We’ve chipped in with friends and bought two piglets. The friends took one and we took the other. Owen has recently turned vegetarian, but I’m still planning that our piglet will grow into a hog and then into enough prepared pork to satisfy those of us who are carnivores. The boys named him Rocky, after the boxing champ. From the glint in Luke’s eye, I know exactly what he’s thinking. At the mention of our pig, it’s not the stocky, bricklike animal with a curly tail and damp snout he sees, but a full-grown ham, propelled around its pen on maple-smoked-bacon legs.
Still, you can’t pay an electric bill with bacon and eggs. Or put gas in the car or pay the mortgage on this farm that feels big enough now to choke a turkey vulture. Can you eat turkey vulture? I wonder.
In a fate so purely rendered I’m now certain not only that there is a God, but that She has a crackerjack sense of humor, one of my freelance gigs has morphed into steady work with steady pay. The job? Helping a successful financial planner edit his children’s book,
Finding Utopia
. The irony of that title when coupled with our lives is so perfectly timed it shakes me to my agnostic core.
Even with this new source of income we are still short this month. So desperate am I for every penny that I file an insurance claim on the loss of Major. It isn’t fair, but it’s necessary: a horse’s whole life for one month of ours. That check plus the money from selling Pepper will pay our September bills with not a penny left over.
And so here we are, subsisting on eggs, vegetables, day-old bread, and homemade jam day after day, while my boys finish their chores and then decide to have a food fight. They might as well be throwing armloads of rolled coins at each other.
I am no innocent in this predicament, either. I might not be hurling squash bombs at my own family members, but I am letting my melancholy over the end of my marriage, over Major’s death, over selling Pepper, over our money problems, over my perfect rural life dissolving in front of my eyes, have its way with me. Grief has pinned me in this chair as tightly as if it were holding Will’s pointed stick to the white of my neck.
“Emotional turmoil can interfere with the mom and dad roles even though the husband and wife roles have ended,” I read in SMILE. “This is a time when the children need more affection and attention but there is too little of the parents to go around.”
Yearning for what I’ve lost is, I decide right now, an indulgence,
An indulgence that’s certainly not in the best interest of my sons, but that’s also not in the budget.
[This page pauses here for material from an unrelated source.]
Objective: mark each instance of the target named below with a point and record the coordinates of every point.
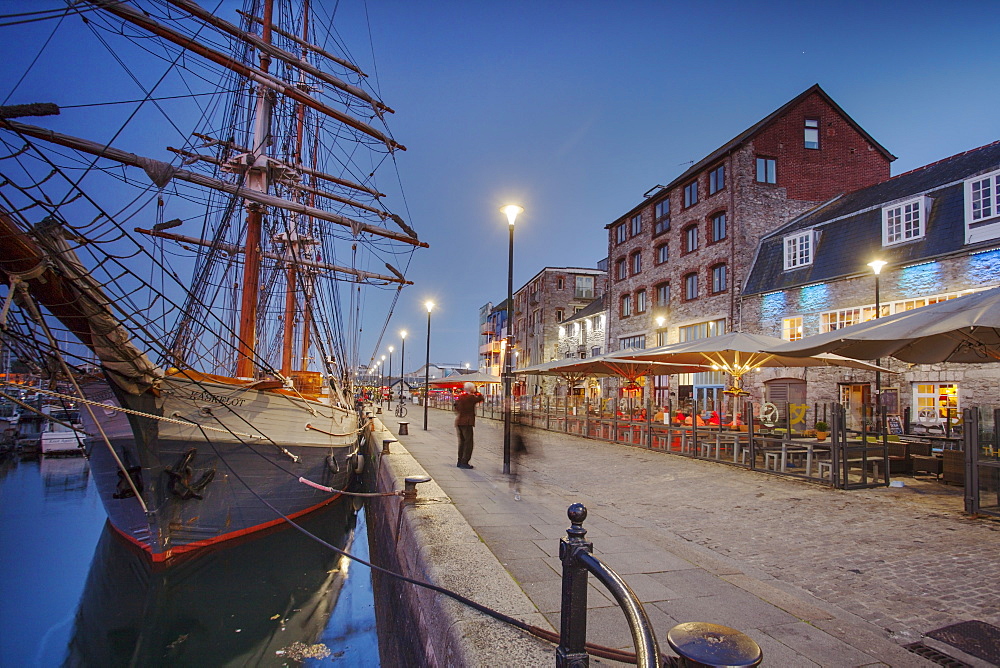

It’s been a month since Major died. My grief over his death will not end this soon, and maybe not ever, but my inaction has to. And when Will and I walk out to the edge of the pasture, I can hardly believe what I see. In less than a month the field of grass that had been bitten to the quick by Major and Pepper is now covered in rambling green. Leaves and vines serpentine everywhere, and hidden underneath, dozens of squashes, some with the heft and density of bowling balls.
“See?” Will says to me, satisfied at my shocked face. “Told you. Bombs.”
Luke is in a corner of the pasture, crouching down next to his stash of munitions, a battered lacrosse stick rigged into an arm-powered trebuchet at the ready. He has it loaded and ready to let fly.
Here in Will’s stronghold, the remains of shattered squashes are lying at our feet. Seeds, ripened flesh, and crescents of rinds are everywhere. I put my hands under the gigantic leaves, feel around, and wrestle two squash logs from their vines. With one under each arm I walk back toward the house. My sons look at me as if I’ve finally just gone ahead and lost my mind. Maybe they think I am headed across the road to launch these green torpedoes at their father.